Obesity is associated with alterations in functionality of immune cells, like macrophages and natural killer (NK) cells, leading to an increased risk for severe infections and several cancer types. This study aimed to examine immune cell populations and functional NK cell parameters focusing on NK cell subset phenotypes in normal-weight and obese humans. Therefore, peripheral blood mononuclear cells (PBMCs) were isolated from normal-weight and obese individuals and analyzed by flow cytometry. Results show no significant changes in the frequency of monocytes, B lymphocytes, or NKT cells but a significantly increased frequency of T lymphocytes in obesity. The frequency of total NK cells was unaltered, whereas the number of low cytotoxic CD56bright NK cell subset was increased, and the number of high cytotoxic CD56dim NK cell subset was decreased in obese subjects. In addition, the frequency of CD56bright NK cells expressing the activating NK cell receptor NKG2D as well as intracellular interferon (IFN)-γ was elevated in the obese study group. In contrast, the frequency of NKG2D- and IFN-γ-positive CD56dim NK cells was lower in obesity compared to normal-weight individuals. Moreover, the expression of the activation marker CD69 was decreased in NK cells, which can be attributed to a reduction of CD69-positive CD56dim NK cells in obese subjects. In conclusion, data reveal an impaired NK cell phenotype and NK cell subset alterations in obese individuals. This NK cell dysfunction might be one link to the higher cancer risk and the elevated susceptibility for viral infections in obesity.

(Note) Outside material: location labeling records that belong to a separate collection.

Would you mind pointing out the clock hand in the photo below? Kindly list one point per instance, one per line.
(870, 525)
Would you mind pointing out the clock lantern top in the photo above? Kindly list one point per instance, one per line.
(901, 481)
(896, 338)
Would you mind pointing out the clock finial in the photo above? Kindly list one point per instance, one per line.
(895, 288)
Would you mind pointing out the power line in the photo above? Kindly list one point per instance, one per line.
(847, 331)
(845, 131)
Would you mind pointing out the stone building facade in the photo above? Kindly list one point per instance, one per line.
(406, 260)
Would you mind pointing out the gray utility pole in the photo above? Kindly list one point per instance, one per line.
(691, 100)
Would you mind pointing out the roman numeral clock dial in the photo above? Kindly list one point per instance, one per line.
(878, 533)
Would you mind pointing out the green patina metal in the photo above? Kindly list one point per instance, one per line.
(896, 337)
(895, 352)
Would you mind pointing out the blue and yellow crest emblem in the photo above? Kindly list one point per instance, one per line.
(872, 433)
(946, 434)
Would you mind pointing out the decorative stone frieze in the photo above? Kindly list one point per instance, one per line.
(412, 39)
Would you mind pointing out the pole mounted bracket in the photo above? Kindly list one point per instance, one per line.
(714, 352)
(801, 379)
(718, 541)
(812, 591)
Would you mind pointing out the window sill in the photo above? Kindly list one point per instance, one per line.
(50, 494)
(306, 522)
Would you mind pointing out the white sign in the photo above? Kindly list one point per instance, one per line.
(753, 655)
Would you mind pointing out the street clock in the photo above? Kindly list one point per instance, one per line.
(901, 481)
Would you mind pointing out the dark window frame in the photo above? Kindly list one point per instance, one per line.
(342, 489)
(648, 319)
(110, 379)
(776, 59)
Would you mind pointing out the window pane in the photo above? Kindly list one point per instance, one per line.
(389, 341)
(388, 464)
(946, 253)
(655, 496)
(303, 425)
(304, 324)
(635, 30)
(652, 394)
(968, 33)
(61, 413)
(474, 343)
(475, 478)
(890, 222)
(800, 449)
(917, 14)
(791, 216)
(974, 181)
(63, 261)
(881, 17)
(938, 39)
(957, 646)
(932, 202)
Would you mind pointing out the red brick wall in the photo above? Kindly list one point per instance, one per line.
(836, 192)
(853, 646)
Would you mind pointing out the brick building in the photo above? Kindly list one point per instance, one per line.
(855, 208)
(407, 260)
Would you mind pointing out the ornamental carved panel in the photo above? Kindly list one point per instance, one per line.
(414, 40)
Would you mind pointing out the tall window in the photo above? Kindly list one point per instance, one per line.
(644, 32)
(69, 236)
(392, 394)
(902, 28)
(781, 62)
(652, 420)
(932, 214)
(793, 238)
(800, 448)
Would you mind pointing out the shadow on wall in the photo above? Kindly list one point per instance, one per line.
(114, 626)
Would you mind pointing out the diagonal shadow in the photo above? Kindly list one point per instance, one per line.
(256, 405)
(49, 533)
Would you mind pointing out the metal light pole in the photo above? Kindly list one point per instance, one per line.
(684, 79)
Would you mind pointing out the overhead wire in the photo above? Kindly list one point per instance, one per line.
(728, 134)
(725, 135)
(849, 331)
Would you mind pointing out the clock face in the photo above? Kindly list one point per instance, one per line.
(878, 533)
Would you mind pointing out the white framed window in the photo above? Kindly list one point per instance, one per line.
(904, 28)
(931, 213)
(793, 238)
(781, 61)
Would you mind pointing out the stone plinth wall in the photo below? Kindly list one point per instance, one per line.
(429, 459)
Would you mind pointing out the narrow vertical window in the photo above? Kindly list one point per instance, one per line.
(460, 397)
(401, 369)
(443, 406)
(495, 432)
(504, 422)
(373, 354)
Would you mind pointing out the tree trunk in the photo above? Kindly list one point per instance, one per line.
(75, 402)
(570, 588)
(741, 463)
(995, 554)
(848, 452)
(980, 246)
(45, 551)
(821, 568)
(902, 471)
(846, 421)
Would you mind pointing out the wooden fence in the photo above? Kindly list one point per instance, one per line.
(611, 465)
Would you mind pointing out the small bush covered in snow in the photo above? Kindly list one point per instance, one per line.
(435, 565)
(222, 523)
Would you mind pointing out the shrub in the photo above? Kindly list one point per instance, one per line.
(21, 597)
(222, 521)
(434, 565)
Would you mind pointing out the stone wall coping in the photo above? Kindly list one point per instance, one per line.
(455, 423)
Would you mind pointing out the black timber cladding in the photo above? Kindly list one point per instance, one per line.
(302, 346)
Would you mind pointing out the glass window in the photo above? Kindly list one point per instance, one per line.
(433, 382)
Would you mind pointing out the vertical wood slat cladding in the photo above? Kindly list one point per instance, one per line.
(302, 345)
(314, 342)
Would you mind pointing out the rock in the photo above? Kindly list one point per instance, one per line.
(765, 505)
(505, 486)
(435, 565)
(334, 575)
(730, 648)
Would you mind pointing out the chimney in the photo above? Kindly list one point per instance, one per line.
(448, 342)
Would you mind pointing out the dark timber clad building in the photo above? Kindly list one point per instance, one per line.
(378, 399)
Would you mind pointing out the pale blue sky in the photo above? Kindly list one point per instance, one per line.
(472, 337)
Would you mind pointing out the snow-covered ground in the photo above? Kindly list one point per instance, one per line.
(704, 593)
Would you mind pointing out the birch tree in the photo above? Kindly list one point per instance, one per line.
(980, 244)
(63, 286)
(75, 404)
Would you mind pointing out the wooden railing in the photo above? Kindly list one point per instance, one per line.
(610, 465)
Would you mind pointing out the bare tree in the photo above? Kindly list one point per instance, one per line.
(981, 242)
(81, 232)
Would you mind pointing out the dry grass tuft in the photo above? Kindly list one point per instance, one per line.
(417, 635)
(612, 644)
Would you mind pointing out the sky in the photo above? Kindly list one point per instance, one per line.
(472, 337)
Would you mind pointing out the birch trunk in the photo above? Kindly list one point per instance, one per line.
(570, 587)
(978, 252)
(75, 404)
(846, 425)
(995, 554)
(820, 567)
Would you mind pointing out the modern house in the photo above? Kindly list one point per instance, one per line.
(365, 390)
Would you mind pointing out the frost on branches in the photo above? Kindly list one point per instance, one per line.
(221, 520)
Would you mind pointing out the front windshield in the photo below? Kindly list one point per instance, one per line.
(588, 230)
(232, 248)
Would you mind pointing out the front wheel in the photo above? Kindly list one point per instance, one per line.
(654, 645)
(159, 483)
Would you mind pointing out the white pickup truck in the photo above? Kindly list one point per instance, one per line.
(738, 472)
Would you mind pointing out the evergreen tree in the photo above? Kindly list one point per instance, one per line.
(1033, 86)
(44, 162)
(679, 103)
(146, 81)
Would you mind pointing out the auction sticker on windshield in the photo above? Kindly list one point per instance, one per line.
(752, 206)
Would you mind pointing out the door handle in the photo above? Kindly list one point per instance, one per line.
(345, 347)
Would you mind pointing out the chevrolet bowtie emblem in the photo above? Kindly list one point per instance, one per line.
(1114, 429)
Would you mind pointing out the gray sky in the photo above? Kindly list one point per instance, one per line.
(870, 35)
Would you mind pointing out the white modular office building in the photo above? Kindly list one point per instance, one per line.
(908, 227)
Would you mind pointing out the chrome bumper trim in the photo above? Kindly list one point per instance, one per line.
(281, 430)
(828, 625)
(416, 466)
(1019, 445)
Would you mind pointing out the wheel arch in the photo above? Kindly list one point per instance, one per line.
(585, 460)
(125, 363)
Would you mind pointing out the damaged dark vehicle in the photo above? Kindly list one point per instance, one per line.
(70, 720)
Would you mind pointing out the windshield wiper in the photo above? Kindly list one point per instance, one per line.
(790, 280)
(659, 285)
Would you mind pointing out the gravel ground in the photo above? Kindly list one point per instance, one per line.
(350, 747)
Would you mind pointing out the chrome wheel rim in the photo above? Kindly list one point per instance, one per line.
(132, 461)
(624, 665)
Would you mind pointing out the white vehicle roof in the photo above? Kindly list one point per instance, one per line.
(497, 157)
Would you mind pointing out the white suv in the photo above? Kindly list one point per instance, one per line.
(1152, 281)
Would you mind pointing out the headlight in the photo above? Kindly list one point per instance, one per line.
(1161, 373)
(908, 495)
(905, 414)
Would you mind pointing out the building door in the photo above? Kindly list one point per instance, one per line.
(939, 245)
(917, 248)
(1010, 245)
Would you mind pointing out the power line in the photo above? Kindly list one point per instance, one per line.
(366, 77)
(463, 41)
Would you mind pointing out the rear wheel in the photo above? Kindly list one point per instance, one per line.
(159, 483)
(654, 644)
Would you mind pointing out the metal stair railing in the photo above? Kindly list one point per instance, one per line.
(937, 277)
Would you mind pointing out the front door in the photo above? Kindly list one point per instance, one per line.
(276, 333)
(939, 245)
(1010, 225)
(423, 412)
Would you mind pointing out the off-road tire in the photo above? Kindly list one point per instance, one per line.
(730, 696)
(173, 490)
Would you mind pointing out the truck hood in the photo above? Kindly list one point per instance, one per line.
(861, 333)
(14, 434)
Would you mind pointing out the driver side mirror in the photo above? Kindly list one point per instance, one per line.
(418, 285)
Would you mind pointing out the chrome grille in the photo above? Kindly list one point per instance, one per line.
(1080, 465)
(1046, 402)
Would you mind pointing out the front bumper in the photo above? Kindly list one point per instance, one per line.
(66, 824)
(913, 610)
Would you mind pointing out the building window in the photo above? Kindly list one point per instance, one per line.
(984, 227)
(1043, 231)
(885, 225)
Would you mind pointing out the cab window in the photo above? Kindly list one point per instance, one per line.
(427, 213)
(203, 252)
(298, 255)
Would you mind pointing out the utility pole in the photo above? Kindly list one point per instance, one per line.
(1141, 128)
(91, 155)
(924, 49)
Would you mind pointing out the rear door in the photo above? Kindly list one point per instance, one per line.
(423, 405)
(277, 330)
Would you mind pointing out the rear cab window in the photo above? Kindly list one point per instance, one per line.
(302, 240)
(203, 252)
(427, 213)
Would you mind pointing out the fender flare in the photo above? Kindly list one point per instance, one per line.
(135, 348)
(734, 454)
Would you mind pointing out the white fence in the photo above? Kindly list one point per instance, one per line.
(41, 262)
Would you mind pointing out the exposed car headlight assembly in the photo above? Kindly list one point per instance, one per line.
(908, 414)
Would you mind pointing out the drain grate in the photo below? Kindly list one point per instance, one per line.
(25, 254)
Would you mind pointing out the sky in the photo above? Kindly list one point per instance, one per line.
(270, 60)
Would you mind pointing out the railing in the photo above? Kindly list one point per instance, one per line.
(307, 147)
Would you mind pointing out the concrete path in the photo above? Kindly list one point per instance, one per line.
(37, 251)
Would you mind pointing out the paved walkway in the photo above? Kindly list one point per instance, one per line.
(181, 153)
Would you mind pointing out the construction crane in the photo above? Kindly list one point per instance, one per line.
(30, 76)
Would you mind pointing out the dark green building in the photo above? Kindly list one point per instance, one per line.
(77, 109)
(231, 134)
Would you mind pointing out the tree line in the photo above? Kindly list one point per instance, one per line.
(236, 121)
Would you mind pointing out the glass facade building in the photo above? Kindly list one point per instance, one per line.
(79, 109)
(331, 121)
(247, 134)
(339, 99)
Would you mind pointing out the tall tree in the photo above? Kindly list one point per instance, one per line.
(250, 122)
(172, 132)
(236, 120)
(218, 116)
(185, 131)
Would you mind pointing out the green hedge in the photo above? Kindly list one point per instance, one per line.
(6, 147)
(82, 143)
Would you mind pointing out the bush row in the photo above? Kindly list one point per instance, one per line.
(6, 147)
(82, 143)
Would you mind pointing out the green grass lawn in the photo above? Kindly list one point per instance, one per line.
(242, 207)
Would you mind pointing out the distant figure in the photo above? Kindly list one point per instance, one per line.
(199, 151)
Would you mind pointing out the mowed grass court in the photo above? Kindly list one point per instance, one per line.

Leptin affects filopodia and cofilin in NK-92 cells in a dose- and time-dependent manner.

Hyperleptinemia, associated with obesity, is related with immune dysfunction and carcinogenesis. Natural Killer (NK) cells, a major component of the innate immune system are mediators of anti-tumor immunity and the most actively migrating cells among leukocytes. Actin rearrangement, promoted by cofilin plays a central role in cellular migration. Leptin affects the phosphorylation-dependent activity of cofilin and thus actin remodeling. We used human NK-92 cells to explore the in vitro effects of leptin on co-localization of cofilin and F-actin and on morphological changes in NK cells. NK-92 cells were incubated with different leptin concentrations (10 and 100 ng/mL) for 30 min and 24 h and immunocytochemically stained. Results demonstrate a dose- and time-dependent influence of leptin on cellular morphology. Utilizing confocal microscopy, we observed that the co-localization of cofilin-1 and F-actin was slightly influenced by leptin. In summary, the present study demonstrates an impact of a physiological leptin stimulation on the filopodia length, and a time-dependent effect on the co-localization of cofilin and F-actin in NK-92 cells.